Очнулись артисты на каких-то темных задворках. Стояла ночь, было слышно как где-то перебрехивались собаки, и кто-то не стесняясь в выражениях хаял извозчика, заломившего цену. Одежда некрасивою кучей валялась рядом. Оглядев себя, Ободяковы сообразили, что валяются в грязи около огромной лужи, абсолютно нагие и прикрыты лишь желтыми от времени полотенцами. Головы артистов трещали так, что казалось, вот-вот разлетятся на мелкие кусочки. Усатый попробовал оглядеться. Неосторожные движения отозвались болью в висках и он жалобно застонал.

– О, очухались, судари! – раздался из темноты чей-то голос, – Я уж думал не придете в себя. Боялся, что дурман навсегда рассудку лишит.

Рассмотреть в такой темени говорившего было делом затруднительным, поэтому Усатый, дабы показать, что они могут оказать препятствие негодяю, просипел в темноту самому не до конца понятное:

– Мы тоже сумеем.

Вышло у него неубедительно и даже жалко, не ясно из-за этого ли или из-за чего другого, но из темноты под свет желтого фонаря вышел говоривший.
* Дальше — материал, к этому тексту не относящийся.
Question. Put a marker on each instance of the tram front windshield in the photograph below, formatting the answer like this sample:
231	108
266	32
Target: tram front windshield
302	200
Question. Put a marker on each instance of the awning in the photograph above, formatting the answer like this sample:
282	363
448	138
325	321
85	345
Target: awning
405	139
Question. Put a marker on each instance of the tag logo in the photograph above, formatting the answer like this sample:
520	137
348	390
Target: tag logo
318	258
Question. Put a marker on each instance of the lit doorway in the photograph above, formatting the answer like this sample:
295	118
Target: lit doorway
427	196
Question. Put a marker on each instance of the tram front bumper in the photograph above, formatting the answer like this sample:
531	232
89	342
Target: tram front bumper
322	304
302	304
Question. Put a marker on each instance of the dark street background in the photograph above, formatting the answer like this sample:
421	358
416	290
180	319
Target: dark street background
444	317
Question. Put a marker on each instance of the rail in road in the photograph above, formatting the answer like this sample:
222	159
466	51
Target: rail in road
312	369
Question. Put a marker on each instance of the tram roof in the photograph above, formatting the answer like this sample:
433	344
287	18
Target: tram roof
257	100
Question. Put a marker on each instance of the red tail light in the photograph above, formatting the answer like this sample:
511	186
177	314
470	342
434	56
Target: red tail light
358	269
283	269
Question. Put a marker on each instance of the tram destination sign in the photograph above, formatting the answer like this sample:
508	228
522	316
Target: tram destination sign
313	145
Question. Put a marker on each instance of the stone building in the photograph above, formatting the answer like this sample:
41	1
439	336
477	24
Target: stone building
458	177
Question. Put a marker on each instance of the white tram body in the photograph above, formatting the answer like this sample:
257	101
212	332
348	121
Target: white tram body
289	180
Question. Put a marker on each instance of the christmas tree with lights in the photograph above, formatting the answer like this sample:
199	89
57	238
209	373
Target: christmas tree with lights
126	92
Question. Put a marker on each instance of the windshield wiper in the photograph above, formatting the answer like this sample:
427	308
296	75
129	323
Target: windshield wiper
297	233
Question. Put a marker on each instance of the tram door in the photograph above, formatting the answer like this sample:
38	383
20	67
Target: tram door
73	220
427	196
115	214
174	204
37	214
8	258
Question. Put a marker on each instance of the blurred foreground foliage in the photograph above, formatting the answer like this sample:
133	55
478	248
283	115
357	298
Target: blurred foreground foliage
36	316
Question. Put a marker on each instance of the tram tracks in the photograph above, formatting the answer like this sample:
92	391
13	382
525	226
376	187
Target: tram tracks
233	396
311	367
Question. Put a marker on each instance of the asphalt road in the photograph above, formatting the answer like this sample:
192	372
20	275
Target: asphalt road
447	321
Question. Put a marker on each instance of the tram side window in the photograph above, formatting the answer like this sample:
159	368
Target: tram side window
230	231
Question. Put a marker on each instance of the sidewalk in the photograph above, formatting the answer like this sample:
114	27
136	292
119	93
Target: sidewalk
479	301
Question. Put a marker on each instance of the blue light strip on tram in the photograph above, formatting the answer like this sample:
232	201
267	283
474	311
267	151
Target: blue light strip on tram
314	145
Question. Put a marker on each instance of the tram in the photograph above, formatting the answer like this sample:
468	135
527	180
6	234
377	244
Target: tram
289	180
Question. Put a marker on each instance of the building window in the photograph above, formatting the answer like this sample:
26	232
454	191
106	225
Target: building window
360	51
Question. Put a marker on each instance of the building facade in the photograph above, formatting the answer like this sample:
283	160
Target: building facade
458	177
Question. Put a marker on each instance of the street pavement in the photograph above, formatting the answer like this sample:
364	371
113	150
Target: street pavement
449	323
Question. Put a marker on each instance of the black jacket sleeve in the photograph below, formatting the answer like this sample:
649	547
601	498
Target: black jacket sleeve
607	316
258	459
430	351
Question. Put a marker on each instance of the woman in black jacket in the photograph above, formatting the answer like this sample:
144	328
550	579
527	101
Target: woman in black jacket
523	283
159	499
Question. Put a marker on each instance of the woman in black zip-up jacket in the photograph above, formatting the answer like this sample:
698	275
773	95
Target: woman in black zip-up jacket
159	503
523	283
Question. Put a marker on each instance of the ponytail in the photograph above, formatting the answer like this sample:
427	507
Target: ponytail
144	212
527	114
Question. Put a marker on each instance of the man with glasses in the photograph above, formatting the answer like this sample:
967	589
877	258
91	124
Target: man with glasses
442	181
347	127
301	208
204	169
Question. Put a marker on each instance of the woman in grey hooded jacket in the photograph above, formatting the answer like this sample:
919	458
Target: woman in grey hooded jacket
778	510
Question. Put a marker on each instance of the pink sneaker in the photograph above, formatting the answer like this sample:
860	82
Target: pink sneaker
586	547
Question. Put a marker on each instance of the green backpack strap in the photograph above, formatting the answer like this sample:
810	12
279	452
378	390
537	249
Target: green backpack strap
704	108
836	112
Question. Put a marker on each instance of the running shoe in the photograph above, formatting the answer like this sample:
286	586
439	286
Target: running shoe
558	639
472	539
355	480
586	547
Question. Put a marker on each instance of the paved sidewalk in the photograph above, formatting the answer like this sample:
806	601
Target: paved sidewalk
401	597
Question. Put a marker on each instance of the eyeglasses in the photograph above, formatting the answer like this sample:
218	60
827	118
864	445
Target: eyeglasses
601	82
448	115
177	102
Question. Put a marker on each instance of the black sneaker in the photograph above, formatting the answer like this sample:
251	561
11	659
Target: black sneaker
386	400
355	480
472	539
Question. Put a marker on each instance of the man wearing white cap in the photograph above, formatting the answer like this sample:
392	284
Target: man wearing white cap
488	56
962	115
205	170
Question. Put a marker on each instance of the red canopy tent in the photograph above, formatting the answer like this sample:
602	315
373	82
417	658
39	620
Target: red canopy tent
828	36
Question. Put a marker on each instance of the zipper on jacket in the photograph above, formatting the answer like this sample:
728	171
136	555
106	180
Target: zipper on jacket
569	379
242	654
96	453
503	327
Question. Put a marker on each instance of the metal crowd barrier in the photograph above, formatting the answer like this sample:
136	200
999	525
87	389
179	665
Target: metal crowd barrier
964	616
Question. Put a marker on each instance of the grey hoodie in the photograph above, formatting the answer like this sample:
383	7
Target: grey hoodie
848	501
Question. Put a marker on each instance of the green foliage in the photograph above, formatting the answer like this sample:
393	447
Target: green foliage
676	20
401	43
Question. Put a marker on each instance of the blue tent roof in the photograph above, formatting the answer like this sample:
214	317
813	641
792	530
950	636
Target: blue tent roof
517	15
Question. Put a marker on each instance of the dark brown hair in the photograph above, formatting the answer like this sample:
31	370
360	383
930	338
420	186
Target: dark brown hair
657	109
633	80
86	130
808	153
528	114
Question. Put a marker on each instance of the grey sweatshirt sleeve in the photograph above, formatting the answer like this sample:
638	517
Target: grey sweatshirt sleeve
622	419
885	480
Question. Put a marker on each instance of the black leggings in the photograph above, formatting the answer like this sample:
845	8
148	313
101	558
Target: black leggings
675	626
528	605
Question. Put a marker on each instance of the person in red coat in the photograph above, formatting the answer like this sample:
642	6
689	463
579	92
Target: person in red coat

Артисты жмурились от головной боли и от свету, но наконец, углядели незнакомца. Перед ними стоял молодой человек, они признали в нем кучерявого, которого банщики отделывали вениками.

– Что с нами приключилось? – слабым голосом спросил Крашеный.

– Неужто не помните? Вы спектакль демонстрировали и даже снискали некоторую славу у местной публики, – сказал кучерявый и рассмеялся, – Однако, дражайшие, я бы не советовал вам больше показываться в этом притоне. Степаненко, или как вы уже поняли, Ыстыкбаев, скор на расправу с беглыми артистами.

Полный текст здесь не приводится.